Why buying a few shares in the Fast Growth 50 Conference keynote speaker's company could help defray your ticket costs - and then some
When he was younger, Max Fawcett wanted to make a mint in the markets. Now as the managing editor of Alberta Venture he gets to write about them. Close enough, right? He can be reached at email@example.com
by Max Fawcett
On February 20, Scott Larson, the founder and CEO of Vancouver-based tech company UrtheCast, will headline the Fast Growth 50 Conference in Edmonton. The conference’s theme is big, bold and audacious ideas, and Larson is a perfect fit as the keynote speaker – his company, after all, put high-definition cameras on the International Space Station. That is, quite literally, a moon shot – although it’s safe to assume that UrtheCast’s cameras will spend the majority of their time zeroed in on Earth.

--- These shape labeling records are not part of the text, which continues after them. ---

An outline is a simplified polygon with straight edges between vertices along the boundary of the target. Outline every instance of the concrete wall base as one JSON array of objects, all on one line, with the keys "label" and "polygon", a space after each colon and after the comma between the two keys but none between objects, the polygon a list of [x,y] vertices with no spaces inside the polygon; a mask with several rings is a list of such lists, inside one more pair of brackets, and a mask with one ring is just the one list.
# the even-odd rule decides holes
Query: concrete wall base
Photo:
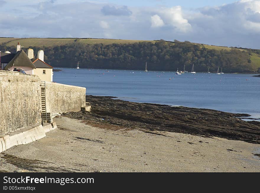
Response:
[{"label": "concrete wall base", "polygon": [[84,107],[82,107],[81,109],[82,111],[88,111],[90,112],[91,111],[91,106],[90,105],[86,105]]},{"label": "concrete wall base", "polygon": [[57,128],[56,123],[33,125],[20,129],[10,135],[0,135],[0,153],[14,145],[25,144],[44,137],[45,133]]}]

But in addition to buying a ticket to hear him speak – and you should – you might want to scoop up a few of his company’s shares. UrtheCast, which was founded in 2010, went public last year, and analysts are waking up to its potential. In an October post, Cantech News Letter founder Nick Waddell wrote about the company’s upside, as seen through the eyes of Clarus Securities tech analyst Eyal Ofir. “Ofir says that once these best-in-class cameras are installed and imagery data begins to stream back to earth, he believes investors will wake up to the potential of the company and the myriad of end markets it can serve. The Clarus analyst says his scenario analysis would take his target price to $4.65 per share under a $75 million revenue scenario and up to $7.65 per share under a $125 million revenue scenario.”

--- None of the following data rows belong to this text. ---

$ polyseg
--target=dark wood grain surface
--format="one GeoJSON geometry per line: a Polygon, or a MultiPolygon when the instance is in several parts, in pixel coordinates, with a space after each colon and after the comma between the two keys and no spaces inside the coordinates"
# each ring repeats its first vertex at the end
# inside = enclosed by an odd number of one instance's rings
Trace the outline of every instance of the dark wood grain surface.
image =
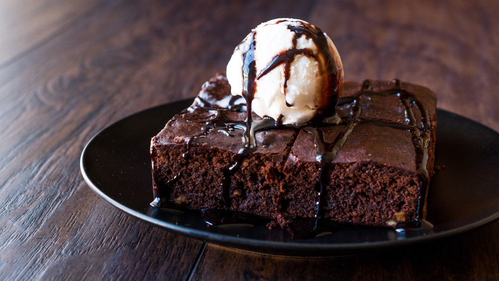
{"type": "Polygon", "coordinates": [[[251,28],[280,17],[326,32],[346,80],[422,84],[499,131],[498,14],[486,0],[0,2],[0,280],[499,280],[499,222],[365,255],[271,256],[125,215],[79,165],[99,131],[194,97],[251,28]]]}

Well, guess what? Those cameras were just successfully installed on the ISS – and the company’s shares might be about to take off. As Ofir noted in a Globe and Mail yesterday, “the market is nowhere near saturated. It can create new commercial demand that wasn’t there before, for example, in the media sector.” He bumped his target up to $5, while Cormark Securities has it at $6. As for a potential endgame for the company? Well, a takeover by Google (the company that openly touts its fondness for moonshots) would certainly seem to make sense. Google Space, anyone?